Brain Tumour Foundation of Canada

July 14, 2010 10:13 ET

Brain Cancer Research Receives $250,000 Boost

Seven Grants and One Fellowship Awarded By Brain Tumour Foundation of Canada

Attention: City Editor, Health/Medical Editor, Lifestyle Editor, News Editor, Science Editor LONDON, ONTARIO, PRESS RELEASE--(Marketwire - July 14, 2010) - Research into the cause of and cure for brain tumours got a $250,000 boost with the announcement of seven new grants and a fellowship awarded by Brain Tumour Foundation of Canada.

This year marks the first awarding of the William Donald Nash Brain Tumour Research Fellowship, with $100,000 going to Dr. Tommy Alain at McGill University. Through the Fellowship, Dr. Alain will spend the next two years investigating more effective treatments by combining novel therapies and monitoring the outcomes.

The annual grants-in-aid program received 18 applications this year and the seven Canadian researchers were awarded more than $150,000 for projects focused on causation, diagnosis and treatment.

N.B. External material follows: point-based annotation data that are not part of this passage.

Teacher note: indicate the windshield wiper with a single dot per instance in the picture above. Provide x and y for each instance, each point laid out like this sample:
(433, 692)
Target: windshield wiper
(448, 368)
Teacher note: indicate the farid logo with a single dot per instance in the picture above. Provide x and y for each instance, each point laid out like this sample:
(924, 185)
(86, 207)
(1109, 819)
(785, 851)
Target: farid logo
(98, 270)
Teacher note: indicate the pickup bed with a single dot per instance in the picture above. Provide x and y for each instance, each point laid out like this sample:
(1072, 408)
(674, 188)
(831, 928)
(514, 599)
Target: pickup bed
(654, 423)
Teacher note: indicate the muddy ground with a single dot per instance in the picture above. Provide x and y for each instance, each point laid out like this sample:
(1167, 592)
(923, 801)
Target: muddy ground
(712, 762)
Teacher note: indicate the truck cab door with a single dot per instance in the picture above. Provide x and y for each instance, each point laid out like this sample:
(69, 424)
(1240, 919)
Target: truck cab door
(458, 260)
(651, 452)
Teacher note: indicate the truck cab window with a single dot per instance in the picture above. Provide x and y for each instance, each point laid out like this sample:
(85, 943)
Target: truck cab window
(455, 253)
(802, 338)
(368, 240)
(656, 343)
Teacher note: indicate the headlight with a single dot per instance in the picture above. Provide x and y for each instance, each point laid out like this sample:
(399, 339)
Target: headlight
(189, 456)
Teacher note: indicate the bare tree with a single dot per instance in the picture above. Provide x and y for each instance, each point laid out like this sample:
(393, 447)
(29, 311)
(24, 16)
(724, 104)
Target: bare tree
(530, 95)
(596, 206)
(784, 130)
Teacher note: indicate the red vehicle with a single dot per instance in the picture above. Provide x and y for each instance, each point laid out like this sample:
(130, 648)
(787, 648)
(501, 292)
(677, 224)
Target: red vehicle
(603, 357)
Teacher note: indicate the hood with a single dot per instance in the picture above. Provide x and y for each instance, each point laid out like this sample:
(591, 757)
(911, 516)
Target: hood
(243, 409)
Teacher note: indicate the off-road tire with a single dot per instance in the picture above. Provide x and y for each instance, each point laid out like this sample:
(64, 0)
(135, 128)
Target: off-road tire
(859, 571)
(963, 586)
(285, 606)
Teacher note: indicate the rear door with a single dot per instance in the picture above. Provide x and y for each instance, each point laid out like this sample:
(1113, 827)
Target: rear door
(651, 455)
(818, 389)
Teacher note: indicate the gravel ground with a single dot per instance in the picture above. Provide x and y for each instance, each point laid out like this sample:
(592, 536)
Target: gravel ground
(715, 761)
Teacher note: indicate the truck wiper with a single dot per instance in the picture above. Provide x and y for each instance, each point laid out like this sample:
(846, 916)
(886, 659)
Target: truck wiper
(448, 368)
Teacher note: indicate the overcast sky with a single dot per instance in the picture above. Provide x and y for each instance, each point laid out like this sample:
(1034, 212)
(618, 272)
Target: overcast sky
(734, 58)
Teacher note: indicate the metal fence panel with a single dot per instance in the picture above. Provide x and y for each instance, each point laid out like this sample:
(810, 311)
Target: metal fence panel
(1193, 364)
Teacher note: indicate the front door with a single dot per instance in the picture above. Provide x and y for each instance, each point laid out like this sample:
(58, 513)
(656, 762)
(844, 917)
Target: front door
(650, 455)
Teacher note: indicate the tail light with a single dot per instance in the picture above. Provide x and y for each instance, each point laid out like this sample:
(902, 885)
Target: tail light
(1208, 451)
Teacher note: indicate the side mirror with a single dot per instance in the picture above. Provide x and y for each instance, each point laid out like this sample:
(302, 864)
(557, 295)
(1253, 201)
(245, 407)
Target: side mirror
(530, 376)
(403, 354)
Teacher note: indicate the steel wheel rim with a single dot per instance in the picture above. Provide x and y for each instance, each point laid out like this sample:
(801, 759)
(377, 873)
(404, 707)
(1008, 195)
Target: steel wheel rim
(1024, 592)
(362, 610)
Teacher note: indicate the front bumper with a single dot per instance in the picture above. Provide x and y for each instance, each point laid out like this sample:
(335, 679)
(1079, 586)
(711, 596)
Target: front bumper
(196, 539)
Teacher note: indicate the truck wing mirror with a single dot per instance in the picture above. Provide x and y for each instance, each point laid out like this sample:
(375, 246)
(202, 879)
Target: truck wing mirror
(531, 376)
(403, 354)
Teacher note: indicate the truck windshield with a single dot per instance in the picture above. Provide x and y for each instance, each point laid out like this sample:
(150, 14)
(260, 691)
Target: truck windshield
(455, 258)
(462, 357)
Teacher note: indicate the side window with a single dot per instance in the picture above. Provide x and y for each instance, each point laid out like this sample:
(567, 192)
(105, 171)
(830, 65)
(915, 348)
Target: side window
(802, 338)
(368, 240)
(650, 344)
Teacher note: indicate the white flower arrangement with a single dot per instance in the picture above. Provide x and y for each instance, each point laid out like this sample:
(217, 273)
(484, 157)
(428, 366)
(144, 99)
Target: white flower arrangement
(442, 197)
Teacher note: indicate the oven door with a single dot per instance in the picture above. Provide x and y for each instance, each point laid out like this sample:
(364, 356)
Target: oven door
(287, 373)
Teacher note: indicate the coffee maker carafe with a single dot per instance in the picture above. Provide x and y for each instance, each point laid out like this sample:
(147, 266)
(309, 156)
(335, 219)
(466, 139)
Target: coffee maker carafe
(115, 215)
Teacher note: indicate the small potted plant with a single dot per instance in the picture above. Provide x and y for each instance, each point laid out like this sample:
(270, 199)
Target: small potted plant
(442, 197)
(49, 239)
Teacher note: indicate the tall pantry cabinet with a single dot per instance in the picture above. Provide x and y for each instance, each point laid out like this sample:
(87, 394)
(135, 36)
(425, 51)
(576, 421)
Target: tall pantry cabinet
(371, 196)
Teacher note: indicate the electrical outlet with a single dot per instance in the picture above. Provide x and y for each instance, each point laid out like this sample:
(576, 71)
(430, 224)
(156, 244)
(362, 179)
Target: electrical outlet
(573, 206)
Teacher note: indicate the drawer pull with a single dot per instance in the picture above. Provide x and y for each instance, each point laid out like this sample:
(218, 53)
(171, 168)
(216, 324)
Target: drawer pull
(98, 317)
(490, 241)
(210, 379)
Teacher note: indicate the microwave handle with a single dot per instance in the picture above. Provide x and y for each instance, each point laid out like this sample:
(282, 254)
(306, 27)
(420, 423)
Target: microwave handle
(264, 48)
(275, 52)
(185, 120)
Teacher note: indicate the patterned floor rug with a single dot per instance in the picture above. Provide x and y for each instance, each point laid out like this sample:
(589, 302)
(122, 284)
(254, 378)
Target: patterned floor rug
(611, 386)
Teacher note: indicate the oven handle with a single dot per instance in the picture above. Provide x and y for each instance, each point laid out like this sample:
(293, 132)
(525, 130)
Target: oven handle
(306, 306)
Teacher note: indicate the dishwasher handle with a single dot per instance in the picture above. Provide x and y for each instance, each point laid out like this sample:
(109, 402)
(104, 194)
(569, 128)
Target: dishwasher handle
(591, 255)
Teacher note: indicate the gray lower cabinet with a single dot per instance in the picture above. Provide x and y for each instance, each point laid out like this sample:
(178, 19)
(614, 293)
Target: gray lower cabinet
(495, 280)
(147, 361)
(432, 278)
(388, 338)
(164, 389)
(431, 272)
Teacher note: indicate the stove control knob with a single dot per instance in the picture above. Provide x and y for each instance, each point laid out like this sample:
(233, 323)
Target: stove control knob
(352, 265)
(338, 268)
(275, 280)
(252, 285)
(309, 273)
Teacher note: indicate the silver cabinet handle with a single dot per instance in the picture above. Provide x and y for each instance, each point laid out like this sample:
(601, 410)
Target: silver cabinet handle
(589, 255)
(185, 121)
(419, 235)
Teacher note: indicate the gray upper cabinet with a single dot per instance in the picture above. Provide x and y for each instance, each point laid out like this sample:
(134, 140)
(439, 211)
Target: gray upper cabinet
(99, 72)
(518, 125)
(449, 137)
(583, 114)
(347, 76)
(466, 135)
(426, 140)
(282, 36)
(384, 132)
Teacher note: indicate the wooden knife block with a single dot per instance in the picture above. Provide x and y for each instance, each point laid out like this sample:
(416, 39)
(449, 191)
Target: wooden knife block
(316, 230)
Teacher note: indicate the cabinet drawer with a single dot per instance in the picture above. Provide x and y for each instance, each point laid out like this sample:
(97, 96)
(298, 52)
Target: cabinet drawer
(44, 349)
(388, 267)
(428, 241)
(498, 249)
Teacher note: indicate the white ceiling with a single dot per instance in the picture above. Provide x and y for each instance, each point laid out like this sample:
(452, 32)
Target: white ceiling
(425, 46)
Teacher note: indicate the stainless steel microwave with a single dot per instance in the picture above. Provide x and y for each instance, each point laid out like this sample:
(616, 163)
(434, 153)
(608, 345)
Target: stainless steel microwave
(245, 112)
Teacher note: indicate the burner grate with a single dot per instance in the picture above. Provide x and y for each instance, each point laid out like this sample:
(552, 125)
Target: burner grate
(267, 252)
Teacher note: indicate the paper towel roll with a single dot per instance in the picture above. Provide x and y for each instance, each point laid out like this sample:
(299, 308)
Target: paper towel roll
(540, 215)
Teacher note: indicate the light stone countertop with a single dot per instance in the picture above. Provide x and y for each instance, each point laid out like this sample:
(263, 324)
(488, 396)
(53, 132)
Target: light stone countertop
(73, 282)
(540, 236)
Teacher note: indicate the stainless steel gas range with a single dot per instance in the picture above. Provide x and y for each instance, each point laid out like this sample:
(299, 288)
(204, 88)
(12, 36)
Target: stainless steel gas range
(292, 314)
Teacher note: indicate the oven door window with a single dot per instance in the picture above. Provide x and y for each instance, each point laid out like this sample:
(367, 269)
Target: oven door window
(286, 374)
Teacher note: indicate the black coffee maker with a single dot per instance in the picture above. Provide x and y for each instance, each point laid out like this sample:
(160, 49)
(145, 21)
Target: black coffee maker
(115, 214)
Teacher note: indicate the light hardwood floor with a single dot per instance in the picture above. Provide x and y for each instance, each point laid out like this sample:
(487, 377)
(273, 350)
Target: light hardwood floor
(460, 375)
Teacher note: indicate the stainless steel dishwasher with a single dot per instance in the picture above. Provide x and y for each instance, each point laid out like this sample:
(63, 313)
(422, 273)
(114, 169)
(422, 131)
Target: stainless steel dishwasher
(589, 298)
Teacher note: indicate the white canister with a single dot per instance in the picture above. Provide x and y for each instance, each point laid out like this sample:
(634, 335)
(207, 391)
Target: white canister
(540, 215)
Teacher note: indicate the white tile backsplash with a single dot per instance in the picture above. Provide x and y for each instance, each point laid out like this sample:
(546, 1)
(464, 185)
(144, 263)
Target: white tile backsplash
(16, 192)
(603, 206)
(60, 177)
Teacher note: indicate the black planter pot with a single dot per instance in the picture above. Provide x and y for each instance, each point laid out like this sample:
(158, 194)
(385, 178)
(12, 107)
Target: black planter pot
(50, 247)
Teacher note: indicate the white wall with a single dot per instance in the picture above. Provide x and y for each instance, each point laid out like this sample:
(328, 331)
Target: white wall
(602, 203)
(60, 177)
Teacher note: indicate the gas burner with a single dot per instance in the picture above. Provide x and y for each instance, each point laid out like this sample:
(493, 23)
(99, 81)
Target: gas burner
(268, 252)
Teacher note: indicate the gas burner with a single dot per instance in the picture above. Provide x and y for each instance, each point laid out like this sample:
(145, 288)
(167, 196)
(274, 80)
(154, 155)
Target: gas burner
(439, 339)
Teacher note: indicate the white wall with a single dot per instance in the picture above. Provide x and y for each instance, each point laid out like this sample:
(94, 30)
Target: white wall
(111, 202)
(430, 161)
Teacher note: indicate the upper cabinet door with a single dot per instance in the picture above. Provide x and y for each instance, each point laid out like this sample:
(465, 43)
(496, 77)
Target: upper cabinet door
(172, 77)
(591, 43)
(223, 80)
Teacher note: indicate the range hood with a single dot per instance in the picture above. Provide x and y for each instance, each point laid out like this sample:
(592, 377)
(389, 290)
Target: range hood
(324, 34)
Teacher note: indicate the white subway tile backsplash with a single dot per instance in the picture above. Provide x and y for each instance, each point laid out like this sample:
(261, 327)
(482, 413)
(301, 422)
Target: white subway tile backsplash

"The prospect for all of the research that will be conducted as a result of these funds is very exciting," says Dr. Joseph Megyesi, Chair of Brain Tumour Foundation of Canada. "Our vision is to find a cure for brain tumours and to improve the quality of life for those affected and we believe this research will be another step on this journey."

Fellowship Research Summary:
Dr. Tommy Alain of McGill University in Montreal Quebec, will investigate two promising brain tumour therapies which have been found to work together to eliminate brain tumours and significantly prolong the survival of animal models of brain cancers. The aim is to further the understanding of the possibility of using these therapies in future clinical trials to enhance the outcomes of brain tumour patients.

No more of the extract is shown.